Model Card for index-card-detector-v4

YOLO26n object detector for archival index cards. Extends the NLS v1 detector to handle multi-card scans and cards from more institutions, with multi-scale training for input-size robustness.

Model Details

Model Description

Fine-tuned from NationalLibraryOfScotland/archival-index-card-detector/model.pt (YOLO26n) on a mixed-collection dataset of 1,425 archival scans spanning four institutions. Compared to v1, this checkpoint:

  • handles multi-card scans (2–9 cards arranged on a sheet, e.g. Navy biographical record series)
  • generalises across institutional card styles (NLS, BPL printed, Rubenstein handwritten, Navy typed)
  • is trained at random imgsz ±50% per batch (multi_scale=True), so it tolerates input scans from ~640px up to ~1500px without re-tuning the inference imgsz

Single class: card.

  • Developed by: Daniel van Strien, Machine Learning Librarian, Hugging Face
  • Model type: Object detection (YOLO26n, single class, 2.5M params, ~5.5 MB)
  • Language(s): en (cards are English; model is language-agnostic visually but evaluated on English archives)
  • License: AGPL-3.0 (inherits from upstream Ultralytics / NLS baseline)
  • Finetuned from model: NationalLibraryOfScotland/archival-index-card-detector

Model Sources

Uses

Direct Use

Run the model on any archival scan to locate index cards. Returns one bounding box per detected card. Pair with a downstream OCR/VLM model for content extraction.

Downstream Use

  • Crop-then-OCR pipelines — detect cards, crop each, feed to OCR (NuExtract3, Qwen-VL, Trotta, etc.)
  • Triage — quickly identify which pages in a digitised collection contain card-like content vs other materials
  • Card counting — automated tallies for collection-level metrics

Out-of-Scope Use

  • OCR / content extraction — this is a detection model. It says where the card is, not what it says.
  • Content classification — single class. Does not distinguish blank from content, manuscript from typed, etc. For blank/content filtering see small-models-for-glam/index-card-blank-detector.
  • Non-English cards — training data is English-only.
  • Card-style traditions outside US/UK archives — not validated on continental European library catalogs, East Asian indices, etc.

Bias, Risks, and Limitations

  • No true non-card negatives in training beyond the 10 NLS background pages. The model may over-predict on newspaper clippings, photographs, or book pages when those appear in mixed archival scans.
  • Multi-card variety concentrated in 25 Navy images.
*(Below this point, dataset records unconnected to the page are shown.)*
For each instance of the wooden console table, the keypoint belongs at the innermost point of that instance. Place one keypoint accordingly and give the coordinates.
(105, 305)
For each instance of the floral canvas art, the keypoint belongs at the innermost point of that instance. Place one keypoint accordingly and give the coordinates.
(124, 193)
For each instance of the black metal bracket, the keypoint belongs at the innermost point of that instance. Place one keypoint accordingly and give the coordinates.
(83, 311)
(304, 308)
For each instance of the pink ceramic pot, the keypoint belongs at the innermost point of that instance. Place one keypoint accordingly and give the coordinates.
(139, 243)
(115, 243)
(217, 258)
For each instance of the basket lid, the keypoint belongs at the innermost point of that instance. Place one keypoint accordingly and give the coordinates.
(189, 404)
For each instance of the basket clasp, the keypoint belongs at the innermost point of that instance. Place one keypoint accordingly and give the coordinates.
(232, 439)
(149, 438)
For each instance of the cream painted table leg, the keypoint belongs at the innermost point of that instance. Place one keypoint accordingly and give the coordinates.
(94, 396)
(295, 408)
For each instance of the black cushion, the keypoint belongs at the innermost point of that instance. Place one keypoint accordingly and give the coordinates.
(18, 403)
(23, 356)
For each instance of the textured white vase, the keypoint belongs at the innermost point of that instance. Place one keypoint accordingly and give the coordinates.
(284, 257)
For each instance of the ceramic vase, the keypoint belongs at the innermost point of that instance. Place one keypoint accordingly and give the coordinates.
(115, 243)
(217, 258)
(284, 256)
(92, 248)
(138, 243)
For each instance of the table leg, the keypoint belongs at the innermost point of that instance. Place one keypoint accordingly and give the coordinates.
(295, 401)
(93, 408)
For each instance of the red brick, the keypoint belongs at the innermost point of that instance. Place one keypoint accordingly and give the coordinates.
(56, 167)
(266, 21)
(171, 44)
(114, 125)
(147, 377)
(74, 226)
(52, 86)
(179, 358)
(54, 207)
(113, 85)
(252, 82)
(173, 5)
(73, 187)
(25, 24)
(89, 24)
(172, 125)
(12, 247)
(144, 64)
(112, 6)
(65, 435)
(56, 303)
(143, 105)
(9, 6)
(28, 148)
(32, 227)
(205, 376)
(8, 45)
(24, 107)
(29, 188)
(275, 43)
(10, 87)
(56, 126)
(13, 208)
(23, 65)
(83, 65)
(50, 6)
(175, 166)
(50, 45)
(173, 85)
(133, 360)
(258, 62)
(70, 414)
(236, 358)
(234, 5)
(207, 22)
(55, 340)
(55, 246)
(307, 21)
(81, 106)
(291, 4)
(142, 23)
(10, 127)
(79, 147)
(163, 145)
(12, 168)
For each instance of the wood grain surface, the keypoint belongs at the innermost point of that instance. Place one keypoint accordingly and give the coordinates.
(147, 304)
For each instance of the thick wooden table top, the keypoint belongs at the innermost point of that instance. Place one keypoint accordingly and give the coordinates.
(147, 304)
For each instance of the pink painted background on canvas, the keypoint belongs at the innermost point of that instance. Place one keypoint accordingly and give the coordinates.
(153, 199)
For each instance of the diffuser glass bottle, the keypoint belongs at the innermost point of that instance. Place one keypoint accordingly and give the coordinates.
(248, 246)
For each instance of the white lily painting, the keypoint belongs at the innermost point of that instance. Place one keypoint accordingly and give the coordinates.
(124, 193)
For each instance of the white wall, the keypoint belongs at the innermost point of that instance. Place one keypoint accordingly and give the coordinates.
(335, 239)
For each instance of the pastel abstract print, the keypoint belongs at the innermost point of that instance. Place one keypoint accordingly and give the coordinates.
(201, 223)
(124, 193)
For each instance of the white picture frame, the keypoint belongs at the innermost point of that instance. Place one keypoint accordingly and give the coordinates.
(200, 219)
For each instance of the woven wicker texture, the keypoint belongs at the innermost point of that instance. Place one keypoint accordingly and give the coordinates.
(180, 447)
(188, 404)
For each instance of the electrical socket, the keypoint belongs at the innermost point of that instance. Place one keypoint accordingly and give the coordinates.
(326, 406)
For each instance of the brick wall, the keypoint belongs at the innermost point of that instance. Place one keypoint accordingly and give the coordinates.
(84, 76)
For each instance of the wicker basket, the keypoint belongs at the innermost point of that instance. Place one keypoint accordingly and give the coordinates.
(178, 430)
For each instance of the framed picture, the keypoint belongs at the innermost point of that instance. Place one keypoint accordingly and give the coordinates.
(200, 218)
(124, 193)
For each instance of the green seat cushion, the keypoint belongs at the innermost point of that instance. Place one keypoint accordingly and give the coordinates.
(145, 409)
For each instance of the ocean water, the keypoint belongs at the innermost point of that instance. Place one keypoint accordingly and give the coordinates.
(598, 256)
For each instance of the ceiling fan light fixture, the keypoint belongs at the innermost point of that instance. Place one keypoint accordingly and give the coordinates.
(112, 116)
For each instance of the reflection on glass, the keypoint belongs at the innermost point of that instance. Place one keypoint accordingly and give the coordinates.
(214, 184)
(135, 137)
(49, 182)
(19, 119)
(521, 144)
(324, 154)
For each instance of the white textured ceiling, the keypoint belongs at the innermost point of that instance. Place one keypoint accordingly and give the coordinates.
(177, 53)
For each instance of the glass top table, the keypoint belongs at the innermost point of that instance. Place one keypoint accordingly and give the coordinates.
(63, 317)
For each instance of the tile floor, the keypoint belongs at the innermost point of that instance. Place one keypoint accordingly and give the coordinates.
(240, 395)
Very different multi-card layouts (12+ card grids, severely overlapping or rotated cards) are out-of-distribution.
  • BPL + Rubenstein training labels are auto-generated (bbox = whole image for pre-cropped sources). Boxes on cropped-card inputs are loose by construction. If you need tight per-card pixel-accuracy, validate on a held-out set first.
  • Multi-scale training trades 1–3% in-distribution mAP@50:95 for scale robustness. v4's bboxes are slightly looser than v3's (single-scale checkpoint also published at index-card-detector-v3 for comparison). For downstream OCR this is acceptable; for tight cropping you may prefer v3.

Recommendations

  • For mixed-content archives (cards + photos + clippings), apply a downstream content classifier or train v5 with explicit negatives.
  • For tight pixel-accurate cropping, evaluate v3 vs v4 on your data and pick.
  • For non-English collections, fine-tune with additional samples from that tradition.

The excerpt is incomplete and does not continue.